There is a substantial, well -debated, and disputed list of recreational drugs which have been used to treat psychosocial illnesses in decades past, and now that list has a new addition. Ketamine, a horse tranquilizer often used as a party drug, has now found its own nook following the publication of a paper early this month in Science, a world-renowned medical journal.
Following over a decade of research by Ronald Duman and George Aghajanian, both psychiatry professors at the Yale School of Medicine, scientists have found that low doses of the compound may reverse signs of depression in patients in over just a few hours.
Ketamine – also known as K, Special K, and Vitamin K – has been classified as a Schedule I narcotic in Canada since 2005, but Schedule III in the United States since 1999. Despite this, it is FDA-approved for use as an injected anesthetic.
Ingested and injected, effects last an hour or two, producing varied levels of dissociation in the user. It manifests in varied levels of pleasant dream-like states, vivid imagery, hallucinations, and emergence delirium.
Besides these hallucinatory side effects, the drug’s real medicinal potential is only fully realized by looking deeper and in evaluating its specific effects on synapses. The paper states that ketamine is able to stimulate synaptic growth and promote their regeneration, to counter the loss of the same – which is symptomatic of depression.
“Depression is a neurodegenerative disease, and people long thought that it was very hard to reverse such a thing,” Aghajanian told the Yale Daily News. “That’s the amazing thing about Ketamine – it reverses the changes within 24 hours.”
“The idea that a drug could produce a rapid improvement, rather than taking several months to feel better is really an important idea and it really challenges the thinking about how anti-depressant medications might work,” Yale Chair of Psychiatry John Krystal told the Yale Daily News. “I think [it provides] a lot of hope for the future for the treatment of depression.”
Comparatively, the SSRIs [Selective Serotonin Reuptake Inhibitors] that have been used to treat depression only begin to take effect over seven weeks of daily use, on average.
In treating depression, issues of timing can be crucial; the risk of potential self harm and suicide over the weeks it takes for SSRIs to kick in fosters a stressful environment for not only the person who must continue to operate within the routines and responsibilities of their daily lives, but also stresses their familial and social spheres.
In the United States alone, 14.8 million people are afflicted with major depressive disorders yearly, according to the National Institute of Mental Health (NIMH) – that’s 6.7 per cent of the population.
Clearly, then, the promise of a (relatively) instantaneous cure brings interest.
While Ketamine therapy offers a tempting picture of a medical revolution, any dialogue following the publication of scientific studies like this necessitates a consideration of the flipside, one that seems vast and troublesome now.
For one, Ketamine has been associated with psychosis in high doses and prolonged use.

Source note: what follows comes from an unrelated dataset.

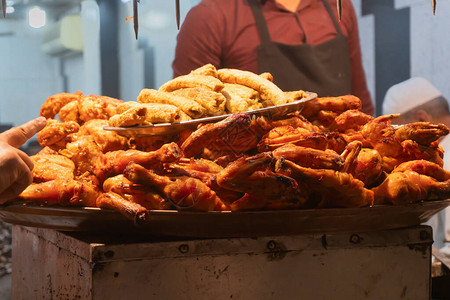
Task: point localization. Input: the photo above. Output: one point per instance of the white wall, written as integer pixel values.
(27, 76)
(430, 42)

With the drug’s widespread presence within the recreational sphere, a question must be asked regarding its off-prescription use. Were Ketamine to gain acceptance as a prescribed medication, would there be an increase in recreational use that would create a larger black market?
Without insinuating that there is a current lack of supply, one can assume that supply would be greatly increased should Ketamine be prescribed. For patients, a black market could be tempting.
While Ketamine prescriptions have not emerged into mainstream medicine just yet, there have been reports of “off label” uses of the drug to treat depression given its FDA approval as an injected anesthetic.
The Yale findings come with another disclaimer that hints at some side potential failings of the drug. Their research shows that patients, taken off the medication, relapse between one and two weeks with all their corresponding improvement reversed.
Would this reversion be avoided with continued use? Perhaps more importantly, if patients relapsed, would they find their depression worse than it was before treatment?
Alongside these queries, there enters yet another factor, that of the addictive potential of Ketamine, as well as its reality-altering side-effects, which include the aforementioned dream-like states, hallucinations, immediate delirium, and irrational behavior. It seems idealistic to assume that advantages could outweigh the destructive potential of the drug.
While this research clearly takes treatments for depression into a markedly different territory, there are many questions and considerations that remain unanswered. There is a need for further research before Ketamine is simplistically promoted as the new miracle cure for depression.
It will be essential to formulate a compound able to impact synapses without the detrimental side effects of Ketamine itself, a safer alternative that researchers are now working on. Rather than being seen as in support for swapping SSRIs with Ketamine, the paper should perhaps be taken as revolutionary for exposing the regenerative capabilities of a compound, and consequently providing a basis for formulating depression remedies that have side effects with less damage potential.